Gelingt das, sollte sich für die Allroundlerin Rio ein Kreis schließen. Denn auch bei ihrem Olympia-Debüt in Peking war Steinegger als "Freischwimmerin" unterwegs. "Ich war komplett unerfahren, hab‘ nicht nach rechts und links geschaut, sondern die Atmosphäre voll genossen." Ohne Erfolgsdruck schwamm Steinegger dann österreichische Rekorde über 200, 400 und 800 Meter Freistil sowie 400 Meter Lagen. London war dann vor vier Jahren eher ein Schlag ins Wasser. "Ich war zu verkrampft und hatte auch zu hohe Erwartungen."
Jetzt will die Lebensgefährtin des erfolgreichen Linzer Olympia-Stützpunkt-Trainers Marco Wolf die Zeit zurück drehen und hofft wieder auf einen olympischen Flow.
Wie lange sie ihrem Schwimmkörper die Härten des Leistungssports noch antun wird, lässt Steinegger offen. Der innere Schweinehund würde zwar immer lauter bellen – vor allem dann, wenn die Leistung nicht passt – aber sie wäre noch "rostfrei" und keine Kandidaten für die Deponie der alten Eisen. Steinegger: "Ich betreibe eine dankbare Sportart, da gibt es wenig Verschleißerscheinungen."

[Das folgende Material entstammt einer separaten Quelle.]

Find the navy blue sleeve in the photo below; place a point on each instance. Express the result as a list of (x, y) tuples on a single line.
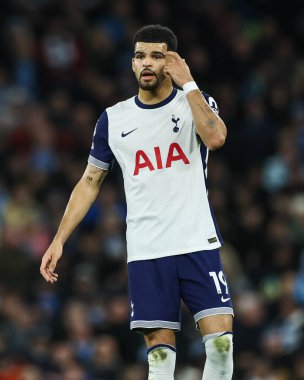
[(212, 103), (101, 154)]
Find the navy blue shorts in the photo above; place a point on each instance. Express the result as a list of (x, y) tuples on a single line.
[(157, 287)]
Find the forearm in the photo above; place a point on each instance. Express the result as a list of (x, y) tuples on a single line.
[(209, 126)]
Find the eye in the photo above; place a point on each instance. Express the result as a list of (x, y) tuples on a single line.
[(138, 56), (157, 56)]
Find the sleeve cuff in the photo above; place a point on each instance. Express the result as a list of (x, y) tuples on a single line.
[(99, 164)]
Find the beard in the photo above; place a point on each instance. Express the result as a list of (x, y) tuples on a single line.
[(152, 85)]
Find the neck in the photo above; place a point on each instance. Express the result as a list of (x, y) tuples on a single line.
[(155, 96)]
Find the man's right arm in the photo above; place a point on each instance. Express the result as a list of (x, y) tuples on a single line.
[(82, 198)]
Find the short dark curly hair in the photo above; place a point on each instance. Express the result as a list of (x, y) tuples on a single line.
[(156, 33)]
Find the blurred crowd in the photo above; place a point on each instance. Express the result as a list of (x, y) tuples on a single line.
[(61, 64)]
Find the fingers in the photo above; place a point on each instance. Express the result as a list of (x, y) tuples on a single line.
[(48, 265)]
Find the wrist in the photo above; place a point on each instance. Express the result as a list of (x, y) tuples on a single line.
[(190, 86)]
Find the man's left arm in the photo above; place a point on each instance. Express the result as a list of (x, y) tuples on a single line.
[(209, 126)]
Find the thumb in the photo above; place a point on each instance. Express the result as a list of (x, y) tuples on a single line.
[(52, 264)]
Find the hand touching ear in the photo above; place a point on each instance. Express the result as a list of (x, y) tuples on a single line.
[(177, 68)]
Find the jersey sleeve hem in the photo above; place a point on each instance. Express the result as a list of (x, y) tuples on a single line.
[(99, 164)]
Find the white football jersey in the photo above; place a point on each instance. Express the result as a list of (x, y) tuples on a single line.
[(164, 165)]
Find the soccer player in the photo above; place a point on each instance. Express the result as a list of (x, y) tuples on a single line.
[(161, 139)]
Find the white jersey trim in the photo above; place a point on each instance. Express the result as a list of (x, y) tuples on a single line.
[(183, 251)]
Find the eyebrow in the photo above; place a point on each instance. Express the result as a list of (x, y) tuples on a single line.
[(152, 52)]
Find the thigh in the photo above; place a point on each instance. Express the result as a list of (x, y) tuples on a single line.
[(215, 323), (204, 287), (154, 294)]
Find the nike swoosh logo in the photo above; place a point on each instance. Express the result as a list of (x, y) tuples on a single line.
[(126, 134)]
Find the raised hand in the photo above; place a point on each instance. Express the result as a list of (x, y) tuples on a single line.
[(177, 68)]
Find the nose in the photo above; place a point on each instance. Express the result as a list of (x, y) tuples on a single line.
[(147, 61)]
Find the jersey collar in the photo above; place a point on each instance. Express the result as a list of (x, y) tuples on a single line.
[(156, 105)]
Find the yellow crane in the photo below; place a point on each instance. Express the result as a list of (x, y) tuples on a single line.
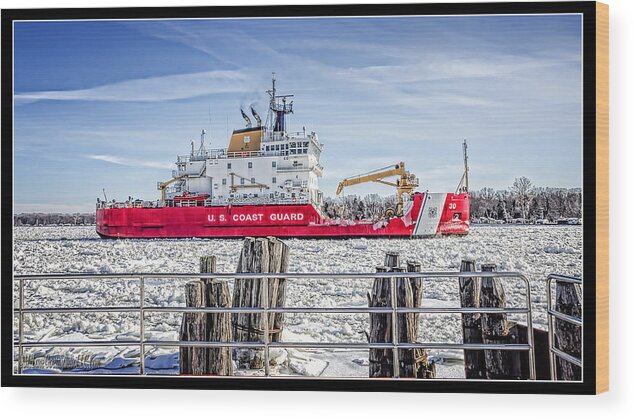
[(405, 184), (234, 186), (162, 186)]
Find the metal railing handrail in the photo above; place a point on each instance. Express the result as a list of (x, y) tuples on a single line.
[(394, 309), (552, 314)]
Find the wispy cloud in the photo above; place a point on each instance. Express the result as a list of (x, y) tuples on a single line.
[(130, 162), (152, 89)]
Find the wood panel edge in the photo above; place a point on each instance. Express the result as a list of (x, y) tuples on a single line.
[(602, 198)]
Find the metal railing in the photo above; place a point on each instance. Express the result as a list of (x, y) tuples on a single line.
[(266, 344), (553, 351)]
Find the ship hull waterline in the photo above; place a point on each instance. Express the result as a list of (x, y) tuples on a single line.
[(427, 215)]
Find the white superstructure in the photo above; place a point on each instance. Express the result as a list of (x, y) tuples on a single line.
[(262, 164)]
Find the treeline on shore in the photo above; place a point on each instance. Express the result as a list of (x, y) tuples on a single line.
[(520, 202), (43, 219)]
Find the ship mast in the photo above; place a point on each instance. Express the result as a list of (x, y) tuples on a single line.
[(278, 108)]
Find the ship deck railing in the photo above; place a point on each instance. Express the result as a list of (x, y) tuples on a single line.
[(206, 203), (223, 154), (142, 308)]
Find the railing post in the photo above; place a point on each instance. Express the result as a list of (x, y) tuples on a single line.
[(21, 327), (551, 329), (530, 333), (142, 324)]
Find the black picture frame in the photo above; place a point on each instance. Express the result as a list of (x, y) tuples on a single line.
[(588, 386)]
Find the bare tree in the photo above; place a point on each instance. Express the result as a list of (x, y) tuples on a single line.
[(522, 188)]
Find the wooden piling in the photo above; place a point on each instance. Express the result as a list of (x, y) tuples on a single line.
[(193, 328), (495, 327), (258, 255), (218, 324), (474, 364), (412, 362), (205, 326), (422, 367), (568, 337)]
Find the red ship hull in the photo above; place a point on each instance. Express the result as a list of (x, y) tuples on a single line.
[(426, 215)]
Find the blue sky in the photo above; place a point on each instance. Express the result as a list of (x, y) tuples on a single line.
[(109, 104)]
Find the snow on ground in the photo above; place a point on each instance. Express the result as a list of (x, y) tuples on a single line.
[(534, 251)]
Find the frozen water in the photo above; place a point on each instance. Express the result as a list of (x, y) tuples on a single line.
[(534, 251)]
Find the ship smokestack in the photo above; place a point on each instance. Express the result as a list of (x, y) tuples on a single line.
[(256, 116), (246, 118)]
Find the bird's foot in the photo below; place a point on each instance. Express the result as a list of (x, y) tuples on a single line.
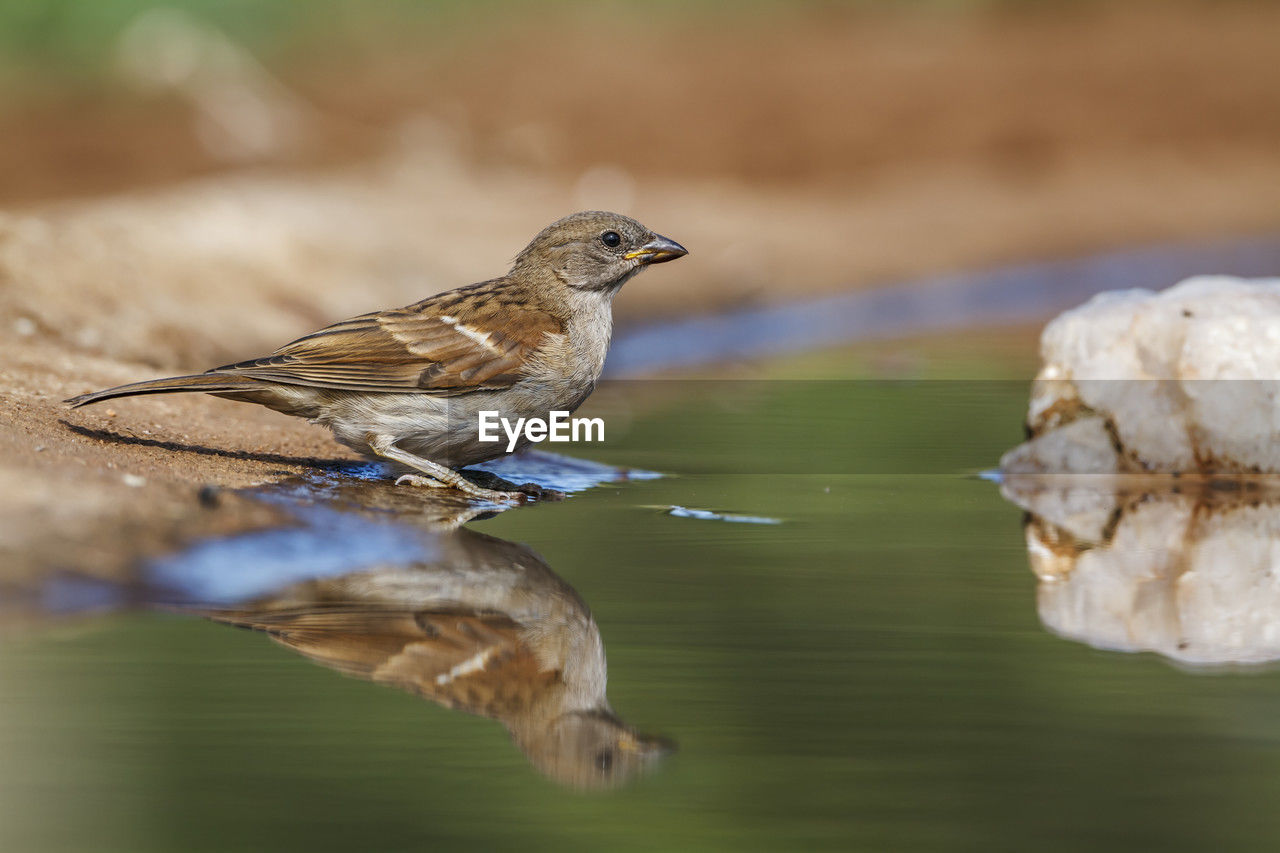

Das Schlimmste am Training wäre nach wie vor der frühmorgendliche Sprung ins Wasser. Das Schwimmen selbst würde noch Spaß machen. Zumindest solange das Bundesheer ihr als Arbeitgeber Rückendeckung gibt. Dass sie nicht jünger wird und es ein Leben abseits des Spitzensports gibt, ist Steinegger natürlich auch schon längst bewusst geworden. "Ich hatte noch nie Zeit, mit meinen beiden Neffen, die jetzt drei und neun Jahre alt sind, schwimmen zu gehen. Das macht mich schon nachdenklich."
Mit ihrer Freundin Lisa Zaiser (21) hat teamintern schon die nächste Generation aufgezeigt. Eine Situation, die Steinegger das Aufhören aber nicht leichter macht. Im Gegenteil. "Wenn ich Schluss mache, ist die Lisa plötzlich der Leithammel. Das will ich ihr nicht antun."
Der OÖNachrichten-Word-Rap
Der perfekte Tag... Wenn mein Tag sich aus einer Mischung von Aktivität und Entspannung zusammensetzt, ich meine Liebsten um mich habe und ich mindestens einmal von Herzen lachen kann.